Webliografie su carta: rigore o praticità?

Cerco sempre, per quanto posso, di essere accurata. Le webliografie dovrebbero essere il più accurate possibili, ma in questi giorni mi sto domandando se il contesto così cambiato in cui leggiamo e comunichiamo non possa cambiare qualcosa anche lì.
Mi spiego meglio. L’indicazione di una pagina web in un libro cartaceo dovrebbe a rigore riportare l’url completa. Ma, mi sono chiesta, chi è che si mette a ridigitare un’url lunghissima piena di slash, underscore e php, facendo la spola dalla pagina di carta allo schermo? Io no di certo.
Non è forse meglio indicare la sola url della home page del sito, l’autore (se c’è) e soprattutto il titolo preciso del testo citato? Titolo e autore Google li ingoia subito e 99 volte su 100 ci restituisce la pagina ai primi posti.
In più, la pagina di carta resta bella leggera.
Non ho ancora deciso, ma mi sa che faccio così.
Meno rigorosa, ma più pratica.

Categorie:

0 risposte a “Webliografie su carta: rigore o praticità?”

  1. E usare uno di quei servizi che accorciano l'url? Tinyurl, Bit.ly… se non ricordo male, entrambi danno la possibilità di personalizzare il risultato con qualche parola breve e sensata al posto di numeri e caratteri random.
    Se le webliografie non sono lunghissime, si può fare a monte questo lavoro.

    Altrimenti preferisco la soluzione che hai proposto: credo che non mi metterei mai a ricopiare una stringa di caratteri lunga e complicata; piuttosto cercherei il documento su Google in base alle indicazioni date, o userei il "cerca" sul sito indicato.

    Miriam

  2. Non e' una cattiva idea, gli URI invecchiano facilmente. Pero' esistono anche strumenti che dall'URI recuperano la pagina anche questa fosse stata cancellata o spostata (Google cache, web di Internet Archive). Quindi li terrei entrambi, per aiutare i lettori a lungo termine.

    Giovanni

  3. Gli accorcia-URI sono male, e una pessima soluzione quasi sempre.  (Li ho visti usare anche nelle note di un libro, ma usando un servizio ospitato sul sito dell'editore.)

    Giovanni

  4. Pure io tendo a fare così. Ma a volte la casa editrice vuole il link completo.

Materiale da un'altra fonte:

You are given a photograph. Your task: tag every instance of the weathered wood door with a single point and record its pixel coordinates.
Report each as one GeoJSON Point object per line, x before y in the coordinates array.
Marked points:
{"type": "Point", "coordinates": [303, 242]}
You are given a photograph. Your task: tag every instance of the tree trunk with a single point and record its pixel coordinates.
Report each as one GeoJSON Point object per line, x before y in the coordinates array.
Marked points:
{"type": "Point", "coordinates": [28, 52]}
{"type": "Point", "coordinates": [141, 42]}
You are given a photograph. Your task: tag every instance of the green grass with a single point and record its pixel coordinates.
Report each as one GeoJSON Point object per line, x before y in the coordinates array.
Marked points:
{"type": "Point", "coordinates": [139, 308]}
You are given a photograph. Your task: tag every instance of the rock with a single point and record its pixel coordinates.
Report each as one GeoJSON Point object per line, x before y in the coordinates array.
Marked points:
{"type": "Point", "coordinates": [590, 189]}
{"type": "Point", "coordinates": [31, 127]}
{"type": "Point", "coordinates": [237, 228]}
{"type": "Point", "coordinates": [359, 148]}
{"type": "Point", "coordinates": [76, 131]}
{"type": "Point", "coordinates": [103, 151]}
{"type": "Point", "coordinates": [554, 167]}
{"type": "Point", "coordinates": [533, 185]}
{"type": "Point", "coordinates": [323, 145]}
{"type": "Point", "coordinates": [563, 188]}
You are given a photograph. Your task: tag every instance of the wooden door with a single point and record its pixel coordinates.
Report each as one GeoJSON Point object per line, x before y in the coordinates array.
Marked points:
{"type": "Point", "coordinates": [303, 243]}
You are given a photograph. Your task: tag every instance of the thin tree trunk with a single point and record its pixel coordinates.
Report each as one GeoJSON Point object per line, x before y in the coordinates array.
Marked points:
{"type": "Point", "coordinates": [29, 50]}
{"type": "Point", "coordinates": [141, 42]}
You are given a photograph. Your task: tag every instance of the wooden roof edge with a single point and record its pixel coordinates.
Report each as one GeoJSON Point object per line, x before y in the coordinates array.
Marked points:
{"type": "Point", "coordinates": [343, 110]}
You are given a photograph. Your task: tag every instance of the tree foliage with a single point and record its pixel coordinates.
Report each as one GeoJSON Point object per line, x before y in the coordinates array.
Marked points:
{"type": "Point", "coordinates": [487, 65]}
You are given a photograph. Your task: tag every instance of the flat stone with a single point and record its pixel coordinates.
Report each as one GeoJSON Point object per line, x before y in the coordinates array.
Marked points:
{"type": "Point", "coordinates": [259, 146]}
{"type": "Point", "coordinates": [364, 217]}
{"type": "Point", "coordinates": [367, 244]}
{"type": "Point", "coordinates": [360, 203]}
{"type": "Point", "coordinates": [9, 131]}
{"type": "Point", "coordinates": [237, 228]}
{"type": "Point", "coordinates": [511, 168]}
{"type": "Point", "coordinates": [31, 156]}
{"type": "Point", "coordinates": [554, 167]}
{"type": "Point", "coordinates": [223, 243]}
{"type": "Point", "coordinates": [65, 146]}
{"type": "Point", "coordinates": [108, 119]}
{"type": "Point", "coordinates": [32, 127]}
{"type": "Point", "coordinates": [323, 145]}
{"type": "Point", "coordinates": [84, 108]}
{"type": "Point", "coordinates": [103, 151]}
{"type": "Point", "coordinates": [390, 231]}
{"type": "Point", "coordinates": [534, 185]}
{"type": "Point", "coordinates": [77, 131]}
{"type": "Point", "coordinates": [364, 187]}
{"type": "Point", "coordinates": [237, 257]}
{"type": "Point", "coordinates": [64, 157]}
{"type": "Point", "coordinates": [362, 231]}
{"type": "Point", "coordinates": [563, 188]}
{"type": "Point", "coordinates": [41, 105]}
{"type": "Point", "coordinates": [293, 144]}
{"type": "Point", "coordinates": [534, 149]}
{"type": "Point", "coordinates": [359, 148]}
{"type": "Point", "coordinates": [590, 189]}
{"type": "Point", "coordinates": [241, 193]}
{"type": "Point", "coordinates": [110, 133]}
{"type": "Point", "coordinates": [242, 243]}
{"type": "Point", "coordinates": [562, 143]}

    Ho qualche dubbio sul nome "webliografia", che non ha senso dal punto di vista etimologico. Perché quel "lio" ereditato da "biblio" fra "web" e "grafia"?

    Altre soluzioni?

    Sitografia
    Siti consultati

    Ciao!

  5. Voto anche io per la versione pulita e leggera (homepage+titolo del testo).

    Sul titolo
    In inglese il termine "bibliografia" non richiama nè il libro nè la scrittura, così ho notato che gli anglofoni scrivono "Web-based bibliography" oppure tutto finisce sotto "Bibliography" e magari trovo i siti al sottotitolo "Key online resources".

    Anche se il contenuto (riferimenti da libri, riviste, risorse on line) si scolla dall'etimo del titolo (biblio-grafia), credo che un generico "Bibliografia" possa degnamente contenere tutti i riferimenti.

    Benedetta

  6. Grazie a tutti.
    Faccio tesoro e ci penso.

    Il termine webliografia lo uso da quando c'è il web perché non ho mai suddiviso libri e siti. Lo so che è poco ortodosso, ma rende l'idea.
    E la suddivisione ha sempre meno senso.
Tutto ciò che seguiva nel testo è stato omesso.